Since the packages are distributed separately, they needn't all be released at the same time.
Testing of each package will be faster. Someone contributing a fix to a BigQuery operator needn't be concerned with running the tests for the Hive operators. We have an issue that needs to be implemented for it: https://github.com/apache/airflow/issues/9318
It will be easier for people with relevant expertise, such as employees and customers of cloud providers to help with maintenance of these packages.
It will be easier to create new operators, with the only change needed to core being to create the relevant connection type.
Airflow will be tightly coupled with many new packages.

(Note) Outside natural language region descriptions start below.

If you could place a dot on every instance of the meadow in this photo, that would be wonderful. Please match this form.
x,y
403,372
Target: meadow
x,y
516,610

Releases need not be tightly coupled. For example, pandas split out I/O modules into separate packages, such as pandas-gbq for BigQuery support. pandas-gbq supports several versions of pandas and vice versa. No special considerations are needed when making releases of pandas-gbq or pandas except to document the supported versions.
- The open requirements approach of Airflow paired with the automated constraint management in monorepo will help to keep the cross-requirements under control.